LinuxQuestions.org
Share your knowledge at the LQ Wiki.
Go Back   LinuxQuestions.org > Forums > Linux Forums > Linux - Server
User Name
Password
Linux - Server This forum is for the discussion of Linux Software used in a server related context.

Notices


Reply
  Search this Thread
Old 04-17-2011, 11:55 AM   #1
anon091
Senior Member
 
Registered: Jun 2009
Posts: 1,795

Rep: Reputation: 49
Server unresponsive, dont see anything in logs


I had a server that wasnt pingable, and the console was just black so had to be hard powered down.

Looking in the messages files, these were the last three things, 1154am was when i brought it back up.

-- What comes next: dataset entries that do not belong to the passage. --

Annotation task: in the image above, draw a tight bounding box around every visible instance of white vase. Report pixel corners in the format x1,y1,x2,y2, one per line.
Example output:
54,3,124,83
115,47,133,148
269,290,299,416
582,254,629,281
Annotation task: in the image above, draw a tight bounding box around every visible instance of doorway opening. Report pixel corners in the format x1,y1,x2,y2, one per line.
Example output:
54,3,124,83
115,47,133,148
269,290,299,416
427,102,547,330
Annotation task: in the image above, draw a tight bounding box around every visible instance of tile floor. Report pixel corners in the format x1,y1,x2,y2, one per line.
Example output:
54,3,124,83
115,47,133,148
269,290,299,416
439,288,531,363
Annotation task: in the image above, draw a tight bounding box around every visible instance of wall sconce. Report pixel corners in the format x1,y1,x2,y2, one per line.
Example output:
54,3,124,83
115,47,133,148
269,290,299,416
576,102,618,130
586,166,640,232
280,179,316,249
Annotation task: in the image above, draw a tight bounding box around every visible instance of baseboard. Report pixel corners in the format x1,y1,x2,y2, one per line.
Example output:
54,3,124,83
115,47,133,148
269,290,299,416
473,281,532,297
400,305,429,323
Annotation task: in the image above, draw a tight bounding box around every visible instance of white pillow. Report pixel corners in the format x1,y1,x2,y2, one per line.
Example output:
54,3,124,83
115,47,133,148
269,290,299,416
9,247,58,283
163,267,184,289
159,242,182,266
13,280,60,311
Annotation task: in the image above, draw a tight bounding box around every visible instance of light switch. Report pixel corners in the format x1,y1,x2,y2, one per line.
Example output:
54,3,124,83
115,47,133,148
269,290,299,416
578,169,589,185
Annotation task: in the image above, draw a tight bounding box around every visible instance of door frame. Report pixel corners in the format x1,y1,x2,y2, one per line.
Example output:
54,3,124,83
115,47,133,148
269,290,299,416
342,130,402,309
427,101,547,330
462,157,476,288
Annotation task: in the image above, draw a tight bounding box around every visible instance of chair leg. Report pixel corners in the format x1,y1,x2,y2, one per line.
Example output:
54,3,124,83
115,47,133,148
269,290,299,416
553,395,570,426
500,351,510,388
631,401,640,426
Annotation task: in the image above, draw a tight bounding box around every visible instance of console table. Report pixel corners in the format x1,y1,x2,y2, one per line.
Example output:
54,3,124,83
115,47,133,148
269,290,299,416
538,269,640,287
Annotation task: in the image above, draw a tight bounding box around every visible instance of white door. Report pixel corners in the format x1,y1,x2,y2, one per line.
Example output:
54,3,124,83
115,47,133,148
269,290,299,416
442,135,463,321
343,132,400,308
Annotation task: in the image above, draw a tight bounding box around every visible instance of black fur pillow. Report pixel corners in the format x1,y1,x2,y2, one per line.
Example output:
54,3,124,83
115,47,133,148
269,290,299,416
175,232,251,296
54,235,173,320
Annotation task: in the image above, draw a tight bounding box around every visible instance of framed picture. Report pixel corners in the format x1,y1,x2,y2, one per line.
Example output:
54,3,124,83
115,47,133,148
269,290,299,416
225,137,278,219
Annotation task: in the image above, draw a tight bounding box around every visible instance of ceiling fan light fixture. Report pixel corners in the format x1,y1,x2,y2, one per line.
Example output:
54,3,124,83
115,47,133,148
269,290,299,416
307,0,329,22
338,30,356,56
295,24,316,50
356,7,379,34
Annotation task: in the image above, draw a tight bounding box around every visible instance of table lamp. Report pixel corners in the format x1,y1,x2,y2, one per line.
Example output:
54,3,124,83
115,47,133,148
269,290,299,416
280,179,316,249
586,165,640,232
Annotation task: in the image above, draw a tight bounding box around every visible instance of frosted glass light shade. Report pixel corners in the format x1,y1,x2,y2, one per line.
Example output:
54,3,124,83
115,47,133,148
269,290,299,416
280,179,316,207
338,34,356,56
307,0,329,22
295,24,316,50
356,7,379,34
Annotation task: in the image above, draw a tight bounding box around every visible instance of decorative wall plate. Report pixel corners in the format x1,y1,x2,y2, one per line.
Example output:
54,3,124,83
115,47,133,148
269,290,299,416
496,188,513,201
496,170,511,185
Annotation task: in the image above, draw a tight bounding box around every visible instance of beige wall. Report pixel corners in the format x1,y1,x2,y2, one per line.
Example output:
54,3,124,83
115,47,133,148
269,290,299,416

Apr 17 01:04:26 servername ntpd[25230]: kernel time discipline status change 1
Apr 17 04:02:04 servername syslogd 1.4.1: restart.
Apr 17 11:54:46 servername syslogd 1.4.1: restart.

should i be looking somewhere else to figure out what happened?
 
Old 04-18-2011, 02:49 AM   #2
unSpawn
Moderator
 
Registered: May 2001
Posts: 29,415
Blog Entries: 55

Rep: Reputation: 3608Reputation: 3608Reputation: 3608Reputation: 3608Reputation: 3608Reputation: 3608Reputation: 3608Reputation: 3608Reputation: 3608Reputation: 3608Reputation: 3608
// Since you have posted many threads by now regarding one or more problematic servers it would be good to add references if this applies to one of those mentioned before IMO.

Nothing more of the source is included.